2002 Denver Annual Meeting (October 27-30, 2002)

Paper No. 13
Presentation Time: 8:00 AM-12:00 PM

OXYGEN ISOTOPE CONSTRAINTS ON FLUID INFILTRATION ASSOCIATED WITH HIGH TEMPERATURE--LOW PRESSURE METAMORPHISM (CHUGACH METAMORPHIC COMPLEX), EOCENE SOUTHERN ALASKA FORE-ARC


BOWMAN, John R., Univ Utah, 135 S 1460 E Rm 719, Salt Lake City, UT 84112-0111, SISSON, Virginia B., Dept. of Earth Science, Rice Univ, MS-126, Houston, TX 77005-1892, VALLEY, John W., Dept. of Geology and Geophysics, Univ. of Wisconsin, Madison, WI 53706 and PAVLIS, Terry L., Univ New Orleans, 2000 Lakeshore Dr, New Orleans, LA 70148-0001, jrbowman@mines.utah.edu

The Chugach Metamorphic Complex (CMC) is a high-temperature/low-pressure metamorphic belt developed in the Eocene forearc of southern Alaska. A transect along Tana Glacier shows 18O/16O depletion of quartz (£ 4 permil) with increasing metamorphic grade in both rock matrix and associated veins. These 18O/16O depletions are too large to result from closed system effects of increasing temperature. Instead, these depletions indicate infiltration of an external reservoir of lower d18O, hot aqueous fluid at some stage(s) in the thermal and deformational history of the CMC. The concordant decrease in d18O values of quartz from both rock matrix and associated veins indicates that the fluid infiltration occurred prior to, or during formation of the quartz veins. In turn, this fluid infiltration must have preceded the deformation of the quartz veins. Textural relationships among deformation fabrics, multiple generations of low d18O quartz veins, and metamorphic index minerals indicate that the metasediments of the CMC experienced at least two stages of fluid infiltration and associated 18O/16O depletion. The first stage occurred prior to or during the second deformation (D2) which was near the thermal peak for intermediate grade zones (andalusite, staurolite). The second stage occurred after D2 but prior to the third deformation (D3), and before the thermal peak of metamorphism for the high grade core of the CMC (sillimanite zone schists and gneiss). The combination of structural, petrologic, and isotopic evidence argue against the existence of a single, geometrically simple fluid flow system operating at the scale of the exposed metamorphic section at Tana Glacier, and at the thermal peak of metamorphism.
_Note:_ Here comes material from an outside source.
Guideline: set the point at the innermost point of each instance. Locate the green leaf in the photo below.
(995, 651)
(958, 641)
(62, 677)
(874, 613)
These infiltrating fluids were most likely exchanged with hot igneous intrusions emplaced into the CMC during its prograde development. Thus, the detailed structural, thermal, and oxygen isotope record of these rocks indicates that magmatic heating is most likely responsible for this episode of high temperature, low pressure, Buchan metamorphism.